Vol.11, No.2, May 2022.                                                                                                                                                                                   ISSN: 2217-8309

                                                                                                                                                                                                                        eISSN: 2217-8333


TEM Journal



Association for Information Communication Technology Education and Science

Brain Tumor Segmentation from Magnetic Resonance Image using Optimized Thresholded Difference Algorithm and Rough Set


Dalia Mohammad Toufiq, Ali Makki Sagheer, Hadi Veisi


© 2022 Dalia Mohammad Toufiq, published by UIKTEN. This work is licensed under the Creative Commons Attribution-NonCommercial-NoDerivatives 4.0 License. (CC BY-NC-ND 4.0)


Citation Information: TEM Journal. Volume 11, Issue 2, Pages 631-638, ISSN 2217-8309, DOI: 10.18421/TEM112-17, May 2022.


Received: 16 January 2022.

Revised:   24 March 2022.
Accepted: 30 March 2022.
Published: 27 May 2022.




This research presents an effective method for automatically segmenting brain tumors using the proposed Optimized Thresholded Difference (OTD) and Rough Set Theory (RST). The tumor area is determined using the proposed two-level segmentation algorithm.

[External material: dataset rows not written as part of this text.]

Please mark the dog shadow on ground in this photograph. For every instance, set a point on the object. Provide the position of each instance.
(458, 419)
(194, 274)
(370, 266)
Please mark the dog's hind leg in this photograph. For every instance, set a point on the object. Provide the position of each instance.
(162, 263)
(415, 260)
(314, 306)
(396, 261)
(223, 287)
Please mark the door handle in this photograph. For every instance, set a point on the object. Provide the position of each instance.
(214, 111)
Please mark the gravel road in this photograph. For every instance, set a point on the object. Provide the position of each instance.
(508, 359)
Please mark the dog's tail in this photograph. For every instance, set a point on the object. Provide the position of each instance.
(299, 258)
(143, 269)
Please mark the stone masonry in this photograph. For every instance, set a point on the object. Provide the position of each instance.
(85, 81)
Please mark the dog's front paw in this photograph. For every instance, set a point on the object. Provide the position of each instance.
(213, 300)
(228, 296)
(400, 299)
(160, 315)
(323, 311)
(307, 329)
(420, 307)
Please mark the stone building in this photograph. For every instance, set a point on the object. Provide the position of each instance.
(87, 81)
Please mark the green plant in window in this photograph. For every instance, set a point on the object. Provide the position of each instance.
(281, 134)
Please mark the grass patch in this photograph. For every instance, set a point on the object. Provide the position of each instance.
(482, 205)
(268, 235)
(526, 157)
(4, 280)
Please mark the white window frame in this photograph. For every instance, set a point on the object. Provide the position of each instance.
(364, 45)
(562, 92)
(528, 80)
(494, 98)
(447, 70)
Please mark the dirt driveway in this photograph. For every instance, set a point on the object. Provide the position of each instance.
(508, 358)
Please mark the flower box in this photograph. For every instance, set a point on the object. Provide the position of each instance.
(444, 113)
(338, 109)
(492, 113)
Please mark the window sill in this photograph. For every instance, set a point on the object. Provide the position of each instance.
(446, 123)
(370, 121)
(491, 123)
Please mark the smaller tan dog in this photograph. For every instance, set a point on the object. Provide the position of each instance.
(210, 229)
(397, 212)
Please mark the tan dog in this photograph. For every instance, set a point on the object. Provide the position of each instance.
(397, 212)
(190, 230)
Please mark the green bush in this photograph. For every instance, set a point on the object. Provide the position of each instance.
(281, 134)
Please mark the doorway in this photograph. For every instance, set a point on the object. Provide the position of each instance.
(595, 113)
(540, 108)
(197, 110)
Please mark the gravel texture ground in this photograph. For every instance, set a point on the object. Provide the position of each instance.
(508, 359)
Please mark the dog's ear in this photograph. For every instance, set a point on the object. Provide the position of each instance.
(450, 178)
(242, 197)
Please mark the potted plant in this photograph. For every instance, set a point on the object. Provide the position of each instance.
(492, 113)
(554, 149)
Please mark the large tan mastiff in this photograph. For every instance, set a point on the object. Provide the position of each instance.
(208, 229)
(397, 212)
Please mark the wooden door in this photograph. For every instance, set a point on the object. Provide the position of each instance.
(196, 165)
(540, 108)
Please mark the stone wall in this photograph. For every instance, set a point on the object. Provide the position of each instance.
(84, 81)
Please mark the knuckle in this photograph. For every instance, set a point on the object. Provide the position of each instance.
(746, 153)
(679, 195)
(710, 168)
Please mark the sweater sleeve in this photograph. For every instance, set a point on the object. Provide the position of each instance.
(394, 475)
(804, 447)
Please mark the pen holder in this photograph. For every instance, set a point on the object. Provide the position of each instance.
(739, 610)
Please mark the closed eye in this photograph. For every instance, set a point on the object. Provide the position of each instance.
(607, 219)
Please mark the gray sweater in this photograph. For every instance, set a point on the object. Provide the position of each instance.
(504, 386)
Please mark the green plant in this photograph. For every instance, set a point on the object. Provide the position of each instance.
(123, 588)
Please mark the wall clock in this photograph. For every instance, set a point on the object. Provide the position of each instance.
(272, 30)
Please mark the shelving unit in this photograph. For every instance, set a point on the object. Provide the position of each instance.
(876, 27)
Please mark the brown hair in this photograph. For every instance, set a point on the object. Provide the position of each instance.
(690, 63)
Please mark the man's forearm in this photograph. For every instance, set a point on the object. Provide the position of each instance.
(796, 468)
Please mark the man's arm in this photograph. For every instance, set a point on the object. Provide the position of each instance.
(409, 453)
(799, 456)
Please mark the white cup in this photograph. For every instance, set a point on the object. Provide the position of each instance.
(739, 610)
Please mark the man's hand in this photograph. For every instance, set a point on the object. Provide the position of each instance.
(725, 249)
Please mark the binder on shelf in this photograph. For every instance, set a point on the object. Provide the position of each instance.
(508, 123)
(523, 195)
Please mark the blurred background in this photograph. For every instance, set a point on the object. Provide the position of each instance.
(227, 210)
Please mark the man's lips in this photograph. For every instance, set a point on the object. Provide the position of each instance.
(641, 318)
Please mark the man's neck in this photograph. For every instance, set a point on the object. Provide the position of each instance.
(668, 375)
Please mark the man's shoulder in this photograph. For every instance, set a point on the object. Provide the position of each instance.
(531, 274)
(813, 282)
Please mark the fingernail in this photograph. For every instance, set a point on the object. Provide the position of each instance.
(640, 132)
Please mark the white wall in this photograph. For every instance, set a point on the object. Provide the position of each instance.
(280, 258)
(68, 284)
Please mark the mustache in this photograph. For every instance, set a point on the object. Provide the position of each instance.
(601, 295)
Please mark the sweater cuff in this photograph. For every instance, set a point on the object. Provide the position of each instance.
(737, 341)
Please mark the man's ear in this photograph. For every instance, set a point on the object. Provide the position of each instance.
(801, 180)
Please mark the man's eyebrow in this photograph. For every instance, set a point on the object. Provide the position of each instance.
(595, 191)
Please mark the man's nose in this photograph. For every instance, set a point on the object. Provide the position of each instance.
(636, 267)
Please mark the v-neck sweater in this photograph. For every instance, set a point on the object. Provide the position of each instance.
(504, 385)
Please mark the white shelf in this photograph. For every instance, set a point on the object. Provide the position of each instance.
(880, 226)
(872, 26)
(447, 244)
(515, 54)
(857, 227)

The first level i.e., an overlay image is created, which is the intensity average of all the pixels of the brain area that were segmented in the initial stage. Then the second level, in which the process of the thresholded difference is applied between the brain area and the overlay image depending on the specified threshold. Features are extracted from the segmented images using the Gray-Level Co-occurrence Matrix (GLCM). To improve performance, an RST is employed with the extracted features. The completely automated methodology is validated using Figshare open dataset.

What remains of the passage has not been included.